O wysłaniu misji UE do Czadu postanowiono pod koniec stycznia. Zaangażowało się w nią 21 państw, 14 z nich zamierza wysłać wojska. Wiodącą rolę w liczącej ponad 4 tys. osób misji będzie odgrywać Francja. Kontyngenty do Czadu zadeklarowały też m.in. Szwecja, Austria, Rumunia, Belgia, Holandia i Finlandia. Koszt udziału polskiego kontyngentu w misji, która ma potrwać nie dłużej niż rok, MON oszacowało na ok. 100 mln zł.
Misja UE ma, na mocy mandatu ONZ, chronić uchodźców z sudańskiego Darfuru, uciekających z miejsc ogarniętych walkami rebeliantów i armii rządowej. Rozpoczęcie misji opóźniało się dotychczas z powodu braku środków transportu i zabezpieczenia medycznego. Na początku lutego, gdy w Ndżamenie wybuchły walki między rebeliantami a siłami rządowymi, wstrzymano wyjazd unijnych wojsk.
O jak najszybsze wznowienie misji zaapelował do Unii w ubiegły czwartek prezydent Czadu Idriss Deby. Specjalny wysłannik ONZ Toby Lanzer ostrzegł we wtorek, że obecność sił Unii Europejskiej w Czadzie i Republice Środkowoafrykańskiej może spowodować napływ nowej fali uciekinierów z sudańskiego Darfuru, szukających bezpiecznego schronienia i żywności.

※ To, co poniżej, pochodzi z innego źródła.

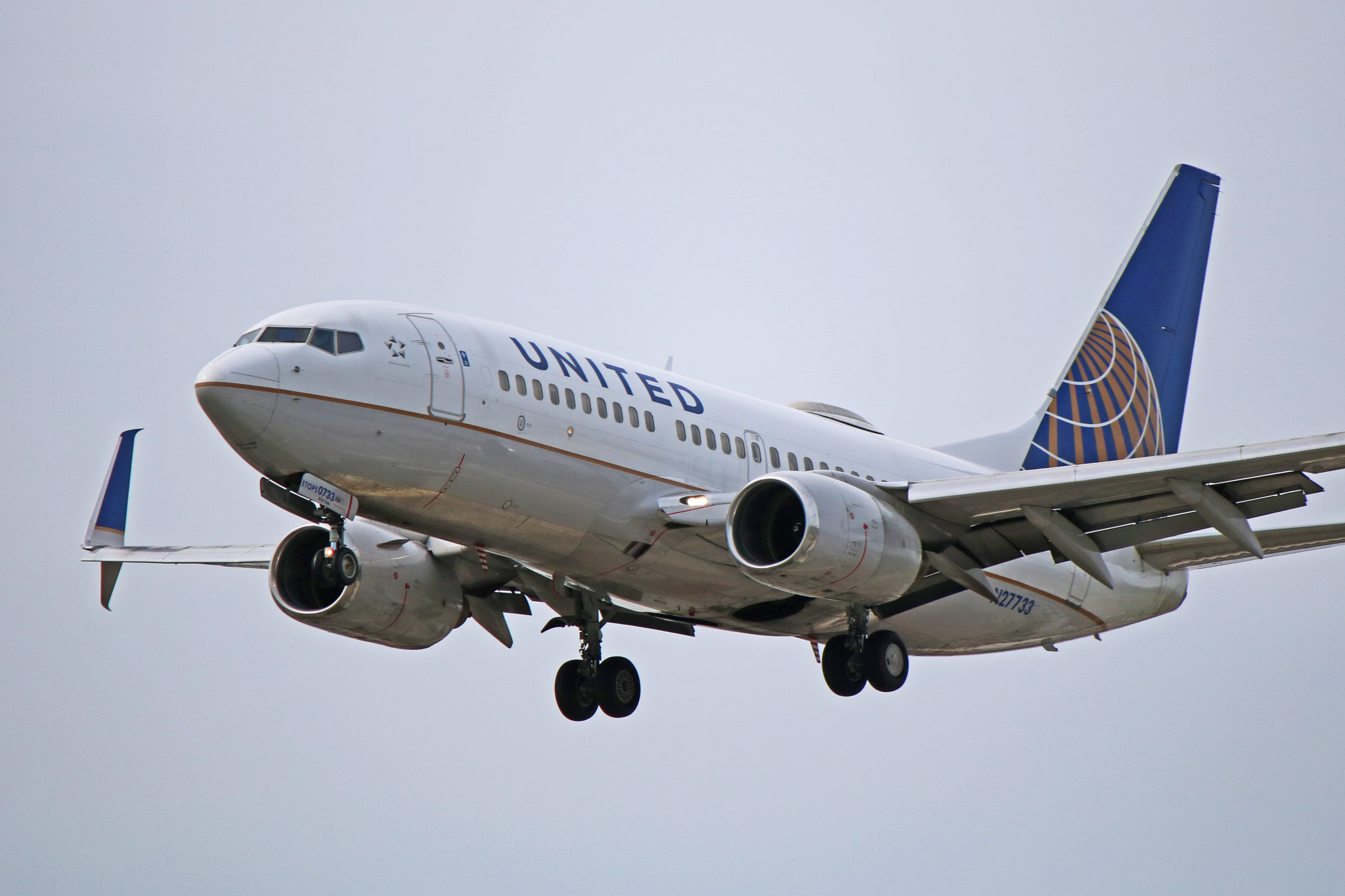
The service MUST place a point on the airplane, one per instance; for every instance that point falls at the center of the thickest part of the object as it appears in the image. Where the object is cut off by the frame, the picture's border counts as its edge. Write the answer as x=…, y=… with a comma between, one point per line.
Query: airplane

W poniedziałek premier Czadu Nourradine Koumakoye zażądał od społeczności międzynarodowej "usunięcia" z Czadu setek tysięcy uciekinierów z Darfuru. Zagroził, że jeśli taka akcja nie zostanie podjęta, siły czadyjskie same wyprą uchodźców poza granicę kraju, na teren objętego walkami pogranicza w Sudanie. Koumakoye oskarżył Sudan o podżeganie do przemocy.
W Czadzie znajduje się już około 280 tysięcy sudańskich uchodźców. Według danych ONZ, w ostatnich dniach, po zbombardowaniu przez armię Sudanu trzech miast w Darfurze, do Czadu napłynęło z tych terenów dalsze 12 tysięcy ludzi. Sudańczycy z Darfuru przebywają w Czadzie w 12 obozach dla uchodźców.